COVID mRNA Vaccines
Technology, Effectiveness, and Questions
The technology for the virus has a serious design flaw. Even the inventor of mRNA (https://www.rwmalonemd.com/mrna-vaccine-inventor , https://vaccinefreedom.wordpress.com/2021/07/30/inventor-of-mrna-vaccine-warns-against-the-covid-shot/) admits this.
This is from one of the world’s leading virologists (Bio at the end of this Email). It explains the vaccine technology and the long-term risks that are yet to manifest themselves.

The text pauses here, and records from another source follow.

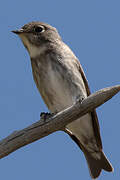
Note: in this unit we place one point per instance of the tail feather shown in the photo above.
(95, 165)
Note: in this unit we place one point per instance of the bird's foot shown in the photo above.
(79, 99)
(44, 116)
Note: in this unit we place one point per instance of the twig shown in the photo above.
(57, 122)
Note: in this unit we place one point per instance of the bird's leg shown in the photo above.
(44, 116)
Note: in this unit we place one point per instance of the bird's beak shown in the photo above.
(19, 31)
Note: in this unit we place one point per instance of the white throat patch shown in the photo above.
(33, 51)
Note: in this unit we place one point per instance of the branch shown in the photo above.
(57, 122)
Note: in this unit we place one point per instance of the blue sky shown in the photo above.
(92, 29)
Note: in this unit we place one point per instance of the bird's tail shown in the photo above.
(95, 164)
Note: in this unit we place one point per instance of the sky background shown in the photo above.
(92, 29)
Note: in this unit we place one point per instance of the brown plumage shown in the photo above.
(60, 80)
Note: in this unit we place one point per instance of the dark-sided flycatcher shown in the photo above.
(60, 80)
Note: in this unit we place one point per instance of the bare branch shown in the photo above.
(43, 128)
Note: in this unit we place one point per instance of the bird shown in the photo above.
(60, 79)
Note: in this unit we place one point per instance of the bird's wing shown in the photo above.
(93, 113)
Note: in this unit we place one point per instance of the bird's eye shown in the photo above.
(39, 29)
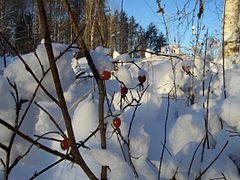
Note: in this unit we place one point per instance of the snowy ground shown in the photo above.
(186, 154)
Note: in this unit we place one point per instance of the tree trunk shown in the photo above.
(231, 28)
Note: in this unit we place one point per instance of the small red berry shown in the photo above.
(117, 122)
(186, 69)
(106, 75)
(65, 144)
(141, 79)
(124, 91)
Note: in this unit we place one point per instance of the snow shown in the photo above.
(185, 128)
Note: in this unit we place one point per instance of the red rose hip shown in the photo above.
(65, 144)
(141, 79)
(106, 75)
(116, 122)
(124, 91)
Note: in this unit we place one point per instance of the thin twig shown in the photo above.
(165, 136)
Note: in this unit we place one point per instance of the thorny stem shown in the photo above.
(81, 144)
(62, 103)
(223, 53)
(207, 113)
(194, 154)
(165, 136)
(98, 79)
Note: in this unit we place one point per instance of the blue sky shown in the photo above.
(144, 12)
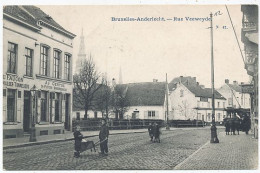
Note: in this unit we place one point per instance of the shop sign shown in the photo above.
(52, 85)
(247, 89)
(14, 81)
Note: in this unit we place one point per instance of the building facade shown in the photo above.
(249, 36)
(37, 53)
(189, 100)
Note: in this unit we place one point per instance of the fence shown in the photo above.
(114, 124)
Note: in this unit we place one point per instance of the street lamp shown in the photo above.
(33, 133)
(214, 138)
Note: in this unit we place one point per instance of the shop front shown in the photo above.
(49, 109)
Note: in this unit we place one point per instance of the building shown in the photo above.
(37, 51)
(249, 36)
(189, 100)
(146, 100)
(237, 101)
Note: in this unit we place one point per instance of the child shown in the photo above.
(78, 138)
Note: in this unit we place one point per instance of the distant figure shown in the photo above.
(78, 138)
(233, 127)
(156, 133)
(227, 126)
(150, 130)
(246, 124)
(103, 137)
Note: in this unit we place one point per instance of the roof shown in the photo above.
(253, 37)
(145, 94)
(203, 92)
(237, 88)
(33, 15)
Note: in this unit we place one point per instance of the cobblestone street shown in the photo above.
(126, 151)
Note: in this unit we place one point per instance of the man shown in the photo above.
(78, 138)
(103, 137)
(150, 130)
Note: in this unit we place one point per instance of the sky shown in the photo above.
(148, 50)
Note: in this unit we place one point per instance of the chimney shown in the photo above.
(226, 81)
(202, 86)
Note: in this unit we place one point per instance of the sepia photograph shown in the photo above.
(130, 87)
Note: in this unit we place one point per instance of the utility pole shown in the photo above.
(167, 105)
(214, 138)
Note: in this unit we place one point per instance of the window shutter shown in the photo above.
(145, 114)
(156, 114)
(63, 111)
(19, 112)
(53, 111)
(38, 117)
(4, 109)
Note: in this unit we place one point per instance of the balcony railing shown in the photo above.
(249, 26)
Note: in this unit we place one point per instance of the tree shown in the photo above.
(103, 98)
(120, 102)
(86, 83)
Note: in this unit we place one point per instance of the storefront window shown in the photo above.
(67, 67)
(11, 103)
(43, 106)
(28, 55)
(44, 59)
(11, 60)
(56, 57)
(57, 107)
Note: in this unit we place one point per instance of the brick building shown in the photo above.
(37, 51)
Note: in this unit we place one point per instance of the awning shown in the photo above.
(253, 37)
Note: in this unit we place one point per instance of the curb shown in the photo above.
(59, 140)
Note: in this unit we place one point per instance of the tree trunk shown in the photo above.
(86, 114)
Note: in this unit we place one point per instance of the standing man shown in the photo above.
(103, 137)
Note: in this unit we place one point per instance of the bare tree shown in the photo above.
(103, 98)
(120, 103)
(86, 83)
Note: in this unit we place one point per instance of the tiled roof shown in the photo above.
(145, 94)
(204, 92)
(31, 15)
(237, 88)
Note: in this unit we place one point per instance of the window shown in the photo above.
(28, 56)
(11, 102)
(78, 115)
(11, 59)
(181, 93)
(44, 59)
(67, 67)
(151, 113)
(56, 69)
(57, 107)
(43, 106)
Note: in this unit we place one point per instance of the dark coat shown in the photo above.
(156, 131)
(78, 138)
(150, 130)
(227, 125)
(104, 132)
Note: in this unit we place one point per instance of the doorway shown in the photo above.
(26, 111)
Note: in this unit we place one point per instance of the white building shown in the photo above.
(146, 100)
(36, 52)
(234, 95)
(189, 100)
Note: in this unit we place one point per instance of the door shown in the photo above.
(26, 111)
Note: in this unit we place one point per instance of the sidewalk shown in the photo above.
(24, 141)
(234, 152)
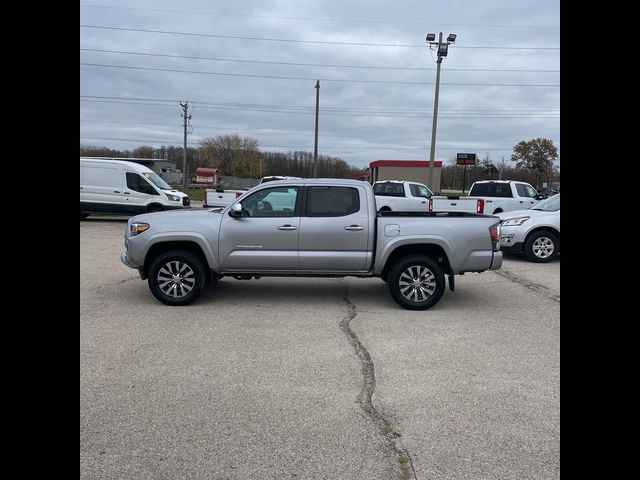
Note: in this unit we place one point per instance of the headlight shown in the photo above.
(136, 228)
(512, 222)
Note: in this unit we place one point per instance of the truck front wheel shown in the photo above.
(177, 277)
(416, 282)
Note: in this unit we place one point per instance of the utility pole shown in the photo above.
(442, 50)
(315, 147)
(185, 174)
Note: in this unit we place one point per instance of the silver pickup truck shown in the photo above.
(320, 228)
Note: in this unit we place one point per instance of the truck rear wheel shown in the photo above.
(177, 277)
(541, 247)
(416, 282)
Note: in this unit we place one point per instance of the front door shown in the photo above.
(265, 237)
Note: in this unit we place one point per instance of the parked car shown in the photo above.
(489, 197)
(319, 227)
(125, 188)
(534, 232)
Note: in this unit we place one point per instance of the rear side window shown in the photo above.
(419, 190)
(332, 201)
(389, 189)
(491, 190)
(136, 183)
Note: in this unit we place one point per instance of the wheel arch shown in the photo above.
(543, 228)
(190, 246)
(436, 252)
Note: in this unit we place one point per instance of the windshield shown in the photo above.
(551, 204)
(157, 180)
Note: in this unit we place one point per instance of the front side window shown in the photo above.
(157, 180)
(332, 201)
(138, 184)
(270, 202)
(419, 191)
(389, 189)
(531, 192)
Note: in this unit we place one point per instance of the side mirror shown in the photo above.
(236, 210)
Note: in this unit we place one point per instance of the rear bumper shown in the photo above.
(496, 263)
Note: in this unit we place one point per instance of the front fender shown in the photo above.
(139, 246)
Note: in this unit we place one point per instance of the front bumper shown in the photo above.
(124, 258)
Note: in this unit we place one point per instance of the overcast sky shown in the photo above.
(250, 68)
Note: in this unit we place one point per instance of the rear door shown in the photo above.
(102, 187)
(265, 238)
(334, 230)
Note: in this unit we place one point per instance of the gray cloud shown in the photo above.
(360, 121)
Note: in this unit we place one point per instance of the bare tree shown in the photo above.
(536, 156)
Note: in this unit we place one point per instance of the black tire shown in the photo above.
(416, 282)
(177, 277)
(541, 247)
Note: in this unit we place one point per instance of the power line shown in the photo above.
(205, 102)
(349, 20)
(279, 77)
(318, 42)
(345, 114)
(298, 64)
(345, 147)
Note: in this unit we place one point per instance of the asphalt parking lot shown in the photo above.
(283, 378)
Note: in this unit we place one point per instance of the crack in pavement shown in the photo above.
(536, 287)
(405, 463)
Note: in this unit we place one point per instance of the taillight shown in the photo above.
(494, 231)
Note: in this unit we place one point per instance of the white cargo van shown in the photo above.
(120, 187)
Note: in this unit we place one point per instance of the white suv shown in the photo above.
(534, 232)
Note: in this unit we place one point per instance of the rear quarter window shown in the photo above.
(332, 201)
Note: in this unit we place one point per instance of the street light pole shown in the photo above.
(442, 51)
(315, 145)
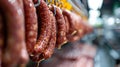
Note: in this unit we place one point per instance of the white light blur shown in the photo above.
(95, 4)
(111, 21)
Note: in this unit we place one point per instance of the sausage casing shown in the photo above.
(31, 25)
(52, 42)
(44, 22)
(61, 27)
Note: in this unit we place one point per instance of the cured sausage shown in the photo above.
(15, 37)
(67, 24)
(31, 25)
(52, 42)
(61, 28)
(44, 22)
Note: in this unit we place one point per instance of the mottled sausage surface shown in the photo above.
(44, 22)
(31, 25)
(67, 24)
(16, 37)
(52, 42)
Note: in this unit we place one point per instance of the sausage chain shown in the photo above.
(45, 25)
(35, 31)
(52, 42)
(61, 27)
(31, 25)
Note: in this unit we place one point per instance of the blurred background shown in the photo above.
(101, 48)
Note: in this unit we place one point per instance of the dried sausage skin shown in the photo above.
(52, 42)
(15, 37)
(61, 27)
(44, 22)
(31, 25)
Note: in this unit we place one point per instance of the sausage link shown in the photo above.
(67, 24)
(1, 38)
(15, 24)
(44, 22)
(31, 25)
(61, 27)
(51, 45)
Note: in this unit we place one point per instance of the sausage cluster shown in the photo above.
(29, 31)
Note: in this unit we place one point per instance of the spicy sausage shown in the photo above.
(31, 25)
(61, 27)
(52, 42)
(44, 22)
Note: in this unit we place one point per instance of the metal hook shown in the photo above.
(38, 3)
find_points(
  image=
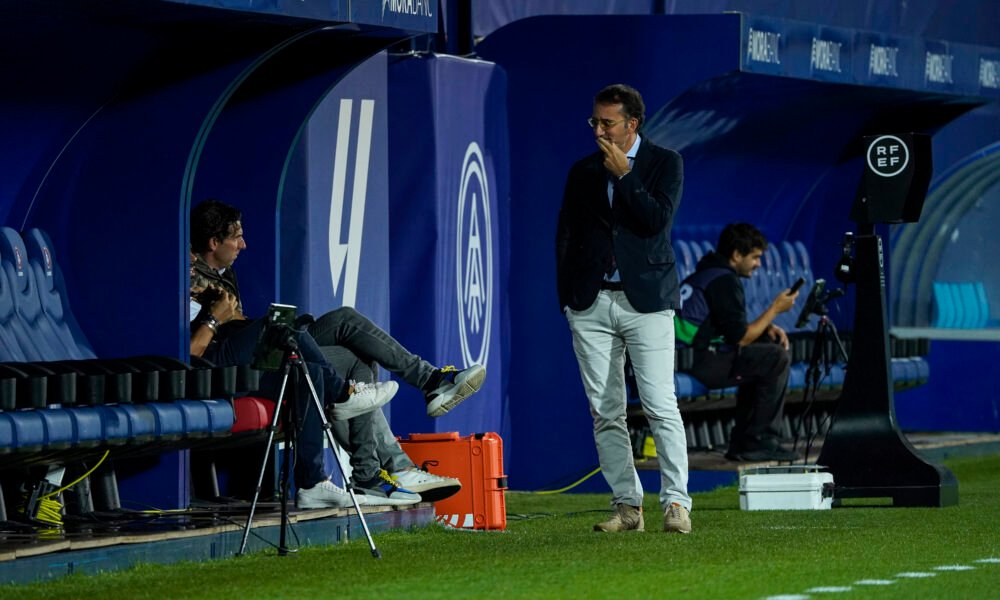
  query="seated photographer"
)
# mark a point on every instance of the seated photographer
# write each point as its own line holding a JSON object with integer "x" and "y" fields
{"x": 444, "y": 388}
{"x": 216, "y": 238}
{"x": 729, "y": 351}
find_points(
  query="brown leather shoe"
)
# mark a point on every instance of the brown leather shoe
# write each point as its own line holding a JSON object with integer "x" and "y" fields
{"x": 676, "y": 519}
{"x": 626, "y": 518}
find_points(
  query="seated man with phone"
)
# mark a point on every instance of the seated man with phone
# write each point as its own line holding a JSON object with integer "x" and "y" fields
{"x": 340, "y": 344}
{"x": 730, "y": 351}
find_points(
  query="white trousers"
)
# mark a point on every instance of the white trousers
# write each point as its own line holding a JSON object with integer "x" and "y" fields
{"x": 601, "y": 334}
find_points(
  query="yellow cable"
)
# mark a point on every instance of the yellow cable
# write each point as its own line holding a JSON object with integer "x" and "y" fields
{"x": 574, "y": 484}
{"x": 79, "y": 479}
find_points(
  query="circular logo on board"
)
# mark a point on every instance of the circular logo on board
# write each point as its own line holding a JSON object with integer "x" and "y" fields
{"x": 888, "y": 156}
{"x": 474, "y": 259}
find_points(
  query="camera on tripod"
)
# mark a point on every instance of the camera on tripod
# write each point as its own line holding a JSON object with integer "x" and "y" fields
{"x": 277, "y": 338}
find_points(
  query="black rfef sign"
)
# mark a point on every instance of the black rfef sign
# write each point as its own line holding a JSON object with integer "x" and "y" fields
{"x": 897, "y": 171}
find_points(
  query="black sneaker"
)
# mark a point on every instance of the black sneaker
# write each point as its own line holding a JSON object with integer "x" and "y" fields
{"x": 451, "y": 386}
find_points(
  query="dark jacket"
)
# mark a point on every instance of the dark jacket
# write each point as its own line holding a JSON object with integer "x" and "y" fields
{"x": 636, "y": 231}
{"x": 714, "y": 308}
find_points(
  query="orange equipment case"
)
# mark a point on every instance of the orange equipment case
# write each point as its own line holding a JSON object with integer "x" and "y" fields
{"x": 477, "y": 461}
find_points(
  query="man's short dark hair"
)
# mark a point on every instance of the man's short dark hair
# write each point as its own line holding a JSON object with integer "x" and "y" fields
{"x": 740, "y": 237}
{"x": 211, "y": 219}
{"x": 628, "y": 97}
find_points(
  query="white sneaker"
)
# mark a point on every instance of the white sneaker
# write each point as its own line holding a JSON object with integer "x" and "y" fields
{"x": 382, "y": 490}
{"x": 431, "y": 487}
{"x": 366, "y": 398}
{"x": 324, "y": 494}
{"x": 455, "y": 387}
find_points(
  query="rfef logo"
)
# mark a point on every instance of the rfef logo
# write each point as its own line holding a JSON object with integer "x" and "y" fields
{"x": 888, "y": 156}
{"x": 474, "y": 259}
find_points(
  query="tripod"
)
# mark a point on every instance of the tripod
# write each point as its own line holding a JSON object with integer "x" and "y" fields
{"x": 827, "y": 347}
{"x": 293, "y": 360}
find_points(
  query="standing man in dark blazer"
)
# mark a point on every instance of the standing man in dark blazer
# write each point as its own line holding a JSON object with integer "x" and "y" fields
{"x": 618, "y": 287}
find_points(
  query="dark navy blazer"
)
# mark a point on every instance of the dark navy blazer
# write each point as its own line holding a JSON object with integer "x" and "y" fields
{"x": 636, "y": 231}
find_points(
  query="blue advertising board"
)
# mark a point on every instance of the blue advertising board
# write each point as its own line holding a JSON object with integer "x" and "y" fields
{"x": 411, "y": 15}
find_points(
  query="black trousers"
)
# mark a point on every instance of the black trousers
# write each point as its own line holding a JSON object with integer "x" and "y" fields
{"x": 760, "y": 370}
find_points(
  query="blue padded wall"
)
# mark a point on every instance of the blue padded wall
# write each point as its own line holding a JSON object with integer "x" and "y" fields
{"x": 449, "y": 212}
{"x": 775, "y": 144}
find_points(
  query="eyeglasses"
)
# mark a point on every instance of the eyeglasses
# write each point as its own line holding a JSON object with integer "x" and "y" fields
{"x": 604, "y": 123}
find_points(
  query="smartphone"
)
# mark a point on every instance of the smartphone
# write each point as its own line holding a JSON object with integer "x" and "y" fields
{"x": 268, "y": 355}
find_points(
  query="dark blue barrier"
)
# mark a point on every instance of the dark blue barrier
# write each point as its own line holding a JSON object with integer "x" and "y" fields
{"x": 448, "y": 224}
{"x": 768, "y": 133}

https://www.geertvandenbossche.org/post/the-last-post
The technology of the vaccine that turns your own cells into producers of one of only 28 of the COVID proteins is different from any other vaccine. Also, the ineffectiveness of the vaccine is unprecedentedly low as it does not actually reduce infection. In fact, the viral load from the vaccinated is the same as those for unvaccinated. https://www.cdc.gov/media/releases/2021/s0730-mmwr-covid-19.html
They actually had to change the definition. This was buried by the media, but it was captured by several “alternative” sites on September 1 and verified through archive sites.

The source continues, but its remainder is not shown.